Learning-Aided Control of Robotic Tether-Net with Maneuverable Nodes to Capture Large Space Debris
Achira Boonrath, Feng Liu, Elenora M. Botta, Souma Chowdhury
TL;DR
This work tackles active debris removal with a maneuverable tether-net by framing it as a hierarchical control problem. A policy-gradient based centralized planner computes final MU end-points from the debris state, while decentralized PID controllers execute the trajectories under noisy sensing. A recurrent surrogate predicts capture outcomes to accelerate training, and PPO-based RL optimizes MU placements to maximize capture success and minimize fuel, demonstrated on 4-MU and 8-MU designs with and without closing mechanisms. High-fidelity simulations show notable fuel reductions and 100% capture success across varied target positions, highlighting the practical potential of learning-aided tether-net systems for large space debris removal.
Abstract
Maneuverable tether-net systems launched from an unmanned spacecraft offer a promising solution for the active removal of large space debris.

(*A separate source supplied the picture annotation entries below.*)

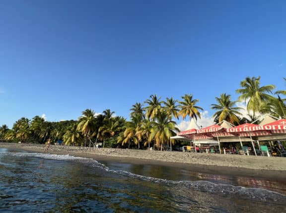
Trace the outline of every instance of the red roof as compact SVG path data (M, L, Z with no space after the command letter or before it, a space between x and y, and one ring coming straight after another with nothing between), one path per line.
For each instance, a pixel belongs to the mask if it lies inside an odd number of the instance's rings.
M224 129L224 128L217 125L214 124L207 127L203 128L197 131L198 133L207 133L208 132L215 132Z
M197 133L197 129L188 129L188 130L183 131L182 132L178 132L177 133L177 135L193 135Z
M286 119L281 119L262 126L266 130L286 130Z
M253 132L255 131L263 130L263 127L259 125L252 123L244 123L233 127L226 129L227 132L235 133L241 132Z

Guaranteeing the successful capture of such space debris is dependent on the ability to reliably maneuver the tether-net system -- a flexible, many-DoF (thus complex) system -- for a wide range of launch scenarios. Here, scenarios are defined by the relative location of the debris with respect to the chaser spacecraft. This paper represents and solves this problem as a hierarchically decentralized implementation of robotic trajectory planning and control and demonstrates the effectiveness of the approach when applied to two different tether-net systems, with 4 and 8 maneuverable units (MUs), respectively. Reinforcement learning (policy gradient) is used to design the centralized trajectory planner that, based on the relative location of the target debris at the launch of the net, computes the final aiming positions of each MU, from which their trajectory can be derived. Each MU then seeks to follow its assigned trajectory by using a decentralized PID controller that outputs the MU's thrust vector and is informed by noisy sensor feedback (for realism) of its relative location. System performance is assessed in terms of capture success and overall fuel consumption by the MUs. Reward shaping and surrogate models are used to respectively guide and speed up the RL process. Simulation-based experiments show that this approach allows the successful capture of debris at fuel costs that are notably lower than nominal baselines, including in scenarios where the debris is significantly off-centered compared to the approaching chaser spacecraft.